Our solution involves using AI—not only to aggregate information (which many RSS readers can do)—but to address the issue of content overload after aggregation, where many articles go unread. So, we use AI to filter the information based on natural language processing, pulling a small portion of data that meets specific criteria from many sources. We then create content digests, allowing users to read in less time, with the option to click through to the original source if they want to see the full text.
I know I must have missed something, as the HN community didn’t give much feedback on this solution. Is there a problem with the solution itself, or should I focus more on improving the way I write posts or design the landing page? I’m feeling quite lost right now.
The problem is a fascinating one, and one that I (like most) have struggled with for many years. That said, I won't use an external filtering service (AI-based or not) because then all I'm doing is allowing someone else to shape my informational world.
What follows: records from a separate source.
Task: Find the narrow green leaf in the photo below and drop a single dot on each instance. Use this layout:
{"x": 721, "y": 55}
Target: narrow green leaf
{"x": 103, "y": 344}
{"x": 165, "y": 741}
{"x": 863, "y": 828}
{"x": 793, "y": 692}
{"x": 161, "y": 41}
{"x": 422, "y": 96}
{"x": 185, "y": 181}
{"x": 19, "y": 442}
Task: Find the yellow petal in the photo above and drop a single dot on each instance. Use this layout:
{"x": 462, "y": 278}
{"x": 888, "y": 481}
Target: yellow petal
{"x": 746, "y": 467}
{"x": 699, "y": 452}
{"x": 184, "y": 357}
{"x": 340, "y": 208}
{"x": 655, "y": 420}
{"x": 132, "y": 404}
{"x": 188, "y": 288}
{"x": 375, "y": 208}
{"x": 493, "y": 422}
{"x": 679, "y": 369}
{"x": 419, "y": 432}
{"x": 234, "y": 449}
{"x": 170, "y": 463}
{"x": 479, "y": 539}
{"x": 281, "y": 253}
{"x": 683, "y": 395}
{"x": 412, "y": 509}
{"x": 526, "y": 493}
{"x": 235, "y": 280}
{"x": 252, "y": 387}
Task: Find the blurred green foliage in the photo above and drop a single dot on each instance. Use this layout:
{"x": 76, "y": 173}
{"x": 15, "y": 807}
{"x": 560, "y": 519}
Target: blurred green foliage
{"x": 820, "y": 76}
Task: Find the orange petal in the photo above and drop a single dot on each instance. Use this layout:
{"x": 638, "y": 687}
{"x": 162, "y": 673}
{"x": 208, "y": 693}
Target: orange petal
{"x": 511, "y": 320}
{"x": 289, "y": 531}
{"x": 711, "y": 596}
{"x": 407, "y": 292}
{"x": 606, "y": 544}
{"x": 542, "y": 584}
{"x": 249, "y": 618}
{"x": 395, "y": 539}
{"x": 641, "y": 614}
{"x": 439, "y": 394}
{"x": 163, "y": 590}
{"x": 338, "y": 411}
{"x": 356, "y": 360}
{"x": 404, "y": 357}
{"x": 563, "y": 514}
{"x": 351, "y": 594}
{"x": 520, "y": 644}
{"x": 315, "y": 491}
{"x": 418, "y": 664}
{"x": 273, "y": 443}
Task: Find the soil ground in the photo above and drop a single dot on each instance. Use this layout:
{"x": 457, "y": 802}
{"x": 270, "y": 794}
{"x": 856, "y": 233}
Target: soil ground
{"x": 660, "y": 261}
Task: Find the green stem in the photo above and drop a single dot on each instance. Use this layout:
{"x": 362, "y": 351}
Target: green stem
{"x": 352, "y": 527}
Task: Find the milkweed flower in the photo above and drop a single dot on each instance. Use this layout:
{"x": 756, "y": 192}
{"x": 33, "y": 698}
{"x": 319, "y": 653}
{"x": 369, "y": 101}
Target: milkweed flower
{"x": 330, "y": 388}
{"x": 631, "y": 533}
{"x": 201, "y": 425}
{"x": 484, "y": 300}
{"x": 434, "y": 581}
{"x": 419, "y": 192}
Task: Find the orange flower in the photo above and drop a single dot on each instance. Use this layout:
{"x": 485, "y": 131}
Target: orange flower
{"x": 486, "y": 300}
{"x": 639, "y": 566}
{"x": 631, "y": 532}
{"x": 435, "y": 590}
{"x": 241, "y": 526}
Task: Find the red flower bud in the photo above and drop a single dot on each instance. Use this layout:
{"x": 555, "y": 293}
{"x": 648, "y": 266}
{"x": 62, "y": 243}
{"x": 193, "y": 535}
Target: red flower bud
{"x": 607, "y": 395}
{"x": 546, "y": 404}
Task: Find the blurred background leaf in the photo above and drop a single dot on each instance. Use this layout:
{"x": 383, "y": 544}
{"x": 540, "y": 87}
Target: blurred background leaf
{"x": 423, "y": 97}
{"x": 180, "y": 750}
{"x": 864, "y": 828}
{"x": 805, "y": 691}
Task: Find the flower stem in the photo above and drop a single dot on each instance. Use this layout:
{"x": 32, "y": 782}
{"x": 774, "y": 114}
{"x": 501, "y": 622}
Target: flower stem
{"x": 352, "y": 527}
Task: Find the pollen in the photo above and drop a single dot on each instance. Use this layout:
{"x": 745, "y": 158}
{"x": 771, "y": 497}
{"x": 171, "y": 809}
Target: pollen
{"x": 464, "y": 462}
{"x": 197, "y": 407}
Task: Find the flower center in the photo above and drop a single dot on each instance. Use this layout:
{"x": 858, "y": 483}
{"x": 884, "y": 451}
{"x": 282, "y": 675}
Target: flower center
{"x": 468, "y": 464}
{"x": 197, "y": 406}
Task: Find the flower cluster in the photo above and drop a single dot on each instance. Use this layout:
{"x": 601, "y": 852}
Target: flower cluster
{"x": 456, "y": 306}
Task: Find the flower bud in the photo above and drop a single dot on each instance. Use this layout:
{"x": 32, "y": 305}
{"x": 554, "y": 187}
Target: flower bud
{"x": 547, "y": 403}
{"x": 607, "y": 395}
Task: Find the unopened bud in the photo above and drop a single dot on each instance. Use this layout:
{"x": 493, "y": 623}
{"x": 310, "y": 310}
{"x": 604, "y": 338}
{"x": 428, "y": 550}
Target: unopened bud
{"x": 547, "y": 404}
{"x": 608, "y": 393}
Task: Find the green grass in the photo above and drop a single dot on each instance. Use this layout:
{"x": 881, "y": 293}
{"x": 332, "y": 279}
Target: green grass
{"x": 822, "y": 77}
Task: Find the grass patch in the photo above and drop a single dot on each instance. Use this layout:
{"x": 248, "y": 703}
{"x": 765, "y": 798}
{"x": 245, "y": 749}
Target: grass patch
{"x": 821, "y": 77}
Instead, what I've done is to be more aggressive and conscious about doing that filtering myself. I severely limit the amount of attention that I pay to things that I can't affect and that I have little inherent interest in. I read my news through RSS, using an RSS aggregator that allows me to choose sources and set filters that determine what specific items what do or do not make it into my aggregated news feed. I've become extremely pleased with using Kagi for searches, in large part because I can tell Kagi what sites I want to hear less from and what sites I want to hear more from, and in part because I can actually find what I'm looking for with it.
That sort of thing. In short, to deal with information overload it's necessary to reduce the amount of information you take in, and the only person I trust to decide what is important for me to see is myself.
Feedback:
1- Show HN posts can be hit or miss traffic-wise, based on the time of day, if everyone was busy, etc. So, don't take small response to mean much. (Some great projects that have gone on to be strong got less initial Show HN feedback that yours.)
2- Personally, I think your landing page could benefit from a video near the top that shows how you use it. The high level concept is pretty clear, so I won't restate what you are doing here. But more visual communication (either detailed series of screenshots, or, more likely, a video) showing "how do I set this up and use the output of the product" might go a long way to letting people know what it is you have in mind to share with them. This would strengthen the "show" part of the Show HN, IMHO.
3- It's not really clear there's any proof that it works, or that the AI doesn't just do a poor job of summarizing/aggregating/etc. (which people are polarized about--some find it amazing, some find it quite poor). Does this tool achieve the stated goal? Even if we're not sure, how could the we find out for themselves? This part seems unclear, reading the page, before trying to Sign Up. So much so, that it seems kind of like a landing page to gauge interest before anything was built. Is that the case? It's honestly hard to tell. Again, to address this, show an end to end example as a 2 to 10 minute video.
4- If the first Show HN was a trial balloon, next time maybe write a Blog Post detailing more about your product, and submit that as an Article. Then keep doing that whenever there is major News to share. .02. Eventually one of your submissions might pop off.
Absorbing higher quality, curated sources will be better for anyone than suckling off the fire hose and wondering why you feel like you've had too much. Take the breathing scratching exercise break and get back to the value add work.
All the classical solutions apply (improve your reading level, take more selective interests and know what to do when enough is enough.)
LLM is a toy. You should use it to spot check your development, your "down stream" usage sounds like you're on to something, are you? I still like to run things by my "go to" from time to time, however I cannot say it has been more than novel.
And I think this crowd sees these AI business models as a few workflow scripts and a well crafted prompt. Few may want to play with someone else's (marketed) attempt unless it really shines value.